Il decreto stabilisce che la società Stretto di Messina non entrerà nell’elenco delle stazioni appaltanti dell’Anac; verosimilmente sarà un suo azionista al 36%, l’Anas – che quindi terzo non è – a gestire direttamente le gare pubbliche legate all’opera. Anziché avviare una riforma organica delle concessioni autostradali, il dl, per evitare di far cadere la responsabilità dei futuri aumenti dei pedaggi sul Mit, trasferisce questa competenza all’Art e solleva dai costi per gli adeguamenti infrastrutturali (sicurezza) i concessionari portandoli fuori dai Pef e facendoli pagare allo Stato.
Infine, un passaggio sul Pnrr e in particolare sulla tratta ferroviaria Salerno-Reggio Calabria. Il decreto permette di destinare fino al 2% del valore complessivo dell’opera alla riqualificazione urbanistica (piscine, campi di calcio, cimiteri e tanto altro) delle aree coinvolte che su un costo di 30 miliardi significa autorizzare una spesa fino a 600 milioni di euro. L’1% era il limite stabilito nella legge finanziaria del secondo governo Monti. Tale limite si vorrebbe ora raddoppiare passando al 2%. L’alta velocità Salerno-Reggio Calabria (se va tutto bene sarà finita tra 20 anni) viene considerata prioritaria per il Mezzogiorno e per tutto il Paese.
Anche il settore dell’autotrasporto è al centro del nuovo dl Infrastrutture, che nella bozza introduce alcune novità a tutela del settore. Tra le misure previste nella bozza del dl Infrastrutture ci sono: indennizzi (100 euro all’ora) per i tempi di carico e scarico dei camion oltre i 90 minuti, controlli sui ritardi di pagamento oltre i 60 giorni affidati all’Antitrust, e 12 milioni di euro per il rinnovo del parco mezzi pesanti tra 2025 e 2026. Si tratta di nuovi sussidi al trasporto su gomma che si aggiungono agli sconti dei pedaggi autostradali e alla riduzione delle accise sul carburante.

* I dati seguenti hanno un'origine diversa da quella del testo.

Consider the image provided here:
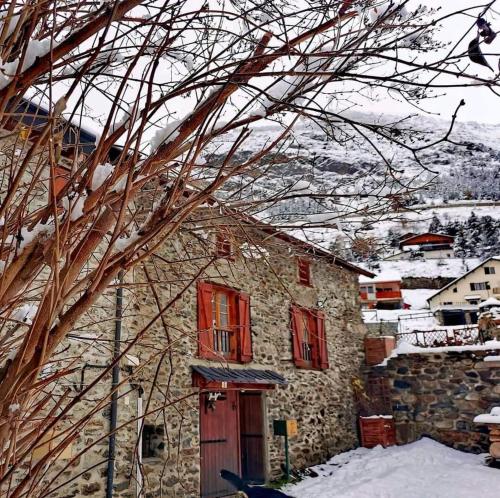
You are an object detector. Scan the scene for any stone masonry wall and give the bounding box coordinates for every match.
[39,218,368,498]
[371,351,500,453]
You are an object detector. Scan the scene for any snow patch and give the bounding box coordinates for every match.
[11,303,38,324]
[91,163,114,190]
[150,120,182,151]
[474,407,500,425]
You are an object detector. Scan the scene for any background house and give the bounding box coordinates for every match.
[428,256,500,325]
[359,272,404,310]
[385,232,455,261]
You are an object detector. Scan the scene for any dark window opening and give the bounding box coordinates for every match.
[142,424,165,459]
[215,230,233,258]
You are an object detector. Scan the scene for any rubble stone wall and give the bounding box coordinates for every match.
[371,351,500,453]
[46,222,368,498]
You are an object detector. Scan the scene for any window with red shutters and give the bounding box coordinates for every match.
[297,258,312,286]
[215,229,233,259]
[290,305,328,370]
[197,281,252,362]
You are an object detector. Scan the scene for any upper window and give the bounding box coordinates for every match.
[215,229,233,259]
[485,267,496,275]
[290,305,328,370]
[297,258,312,286]
[470,282,489,291]
[197,281,252,362]
[453,287,457,293]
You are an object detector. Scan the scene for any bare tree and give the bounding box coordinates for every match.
[0,0,498,495]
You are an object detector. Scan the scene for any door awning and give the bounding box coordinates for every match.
[192,366,287,389]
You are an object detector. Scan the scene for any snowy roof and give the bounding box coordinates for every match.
[359,270,401,284]
[399,232,454,247]
[427,256,500,303]
[479,297,500,308]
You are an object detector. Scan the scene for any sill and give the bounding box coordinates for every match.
[215,254,235,262]
[298,281,313,288]
[197,356,244,364]
[294,363,327,371]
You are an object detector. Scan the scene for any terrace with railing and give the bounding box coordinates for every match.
[395,325,487,348]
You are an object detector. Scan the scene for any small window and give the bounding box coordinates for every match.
[443,301,453,305]
[215,229,232,258]
[453,288,457,293]
[298,258,311,286]
[485,267,496,275]
[142,424,164,459]
[470,282,488,291]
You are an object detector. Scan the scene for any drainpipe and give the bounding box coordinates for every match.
[106,271,124,498]
[136,387,144,498]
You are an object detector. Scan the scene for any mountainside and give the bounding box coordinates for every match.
[208,113,500,259]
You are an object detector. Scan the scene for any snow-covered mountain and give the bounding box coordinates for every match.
[208,113,500,257]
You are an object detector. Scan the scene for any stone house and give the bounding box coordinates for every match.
[93,213,373,498]
[428,256,500,325]
[0,103,373,497]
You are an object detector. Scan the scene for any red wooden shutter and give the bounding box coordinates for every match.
[238,292,252,363]
[290,305,308,368]
[316,310,329,369]
[197,281,217,359]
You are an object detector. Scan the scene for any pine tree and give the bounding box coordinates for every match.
[453,227,467,258]
[429,215,443,233]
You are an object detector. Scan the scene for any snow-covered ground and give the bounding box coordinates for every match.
[401,288,434,309]
[360,258,480,279]
[285,438,500,498]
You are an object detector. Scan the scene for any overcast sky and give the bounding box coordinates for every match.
[367,0,500,124]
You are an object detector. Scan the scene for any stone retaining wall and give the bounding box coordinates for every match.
[370,351,500,453]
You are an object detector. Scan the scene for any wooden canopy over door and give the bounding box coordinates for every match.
[200,390,240,497]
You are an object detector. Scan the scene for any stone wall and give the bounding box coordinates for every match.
[43,219,369,498]
[370,351,500,453]
[401,276,455,290]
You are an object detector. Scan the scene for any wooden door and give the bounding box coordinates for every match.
[239,392,265,484]
[200,391,240,497]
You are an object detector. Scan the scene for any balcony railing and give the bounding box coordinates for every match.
[376,290,402,299]
[301,341,312,362]
[360,290,402,300]
[213,328,234,355]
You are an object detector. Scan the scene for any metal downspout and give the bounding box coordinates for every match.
[106,271,124,498]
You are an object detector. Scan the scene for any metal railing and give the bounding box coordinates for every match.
[302,341,312,361]
[213,328,233,354]
[395,325,484,347]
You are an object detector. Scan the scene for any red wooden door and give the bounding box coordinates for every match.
[239,392,265,484]
[200,391,240,497]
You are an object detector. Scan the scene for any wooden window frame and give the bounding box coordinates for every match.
[290,305,328,370]
[215,229,234,260]
[197,281,252,363]
[297,258,312,287]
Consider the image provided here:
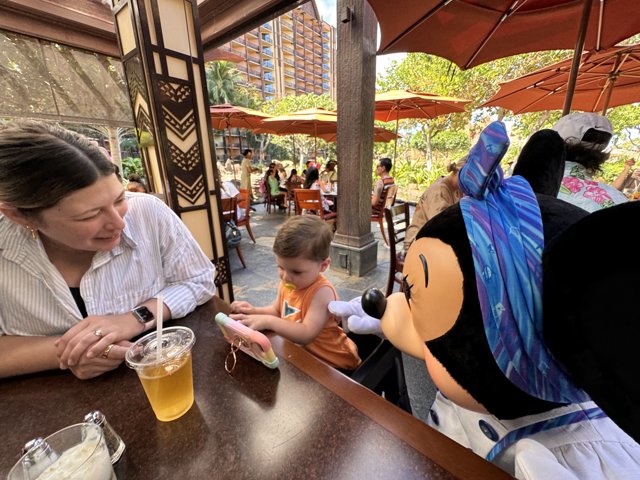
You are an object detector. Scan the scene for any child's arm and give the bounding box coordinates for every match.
[230,300,278,317]
[232,286,333,345]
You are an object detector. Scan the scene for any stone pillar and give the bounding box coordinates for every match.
[331,0,377,276]
[111,0,233,301]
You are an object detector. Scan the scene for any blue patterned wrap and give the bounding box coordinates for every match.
[458,121,590,405]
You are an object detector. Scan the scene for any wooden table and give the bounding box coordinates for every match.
[0,300,511,479]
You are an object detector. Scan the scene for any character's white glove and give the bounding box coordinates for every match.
[328,297,385,337]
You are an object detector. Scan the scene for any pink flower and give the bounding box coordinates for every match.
[583,185,611,203]
[562,176,584,193]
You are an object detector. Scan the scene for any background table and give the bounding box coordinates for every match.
[0,300,511,479]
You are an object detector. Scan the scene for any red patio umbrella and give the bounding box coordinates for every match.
[317,125,400,143]
[482,44,640,114]
[367,0,640,113]
[209,104,272,182]
[374,90,470,158]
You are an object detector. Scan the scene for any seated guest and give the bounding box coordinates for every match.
[267,165,287,210]
[553,112,628,212]
[230,215,360,370]
[320,160,337,189]
[303,167,333,213]
[404,157,466,253]
[287,168,304,185]
[371,157,395,210]
[126,173,147,193]
[0,121,216,379]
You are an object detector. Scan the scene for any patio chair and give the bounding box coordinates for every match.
[285,180,303,215]
[384,202,409,296]
[293,188,337,221]
[220,197,247,269]
[236,188,256,243]
[371,184,398,246]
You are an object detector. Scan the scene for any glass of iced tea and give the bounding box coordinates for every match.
[125,326,196,422]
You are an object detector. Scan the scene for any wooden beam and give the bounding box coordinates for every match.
[0,0,119,56]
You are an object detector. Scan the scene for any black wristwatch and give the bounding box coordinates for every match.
[132,306,155,331]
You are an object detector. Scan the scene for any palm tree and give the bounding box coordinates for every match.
[206,61,243,105]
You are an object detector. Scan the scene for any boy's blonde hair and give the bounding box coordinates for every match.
[273,215,332,262]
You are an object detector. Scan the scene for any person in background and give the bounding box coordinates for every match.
[371,157,395,209]
[126,173,147,193]
[320,160,337,189]
[229,215,360,370]
[304,167,333,213]
[288,168,304,184]
[0,121,216,379]
[554,112,628,212]
[267,164,287,210]
[404,156,466,253]
[612,158,639,194]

Sorprendentemente il ministero ha allacciato un rapporto con una società privata di consulenza come supporto alla visione della logistica del Paese, autorizzando la spesa di 4,2 milioni di euro nel triennio per “gli atti convenzionali da stipulare tra la società privata RAM – Logistica, Infrastrutture e Trasporti S.p.A. e il Ministero delle infrastrutture e dei trasporti” recita il decreto legge. Ancora una volta il Ministero, anziché potenziare se stesso, preferisce esternalizzare competenze che non rientreranno mai più.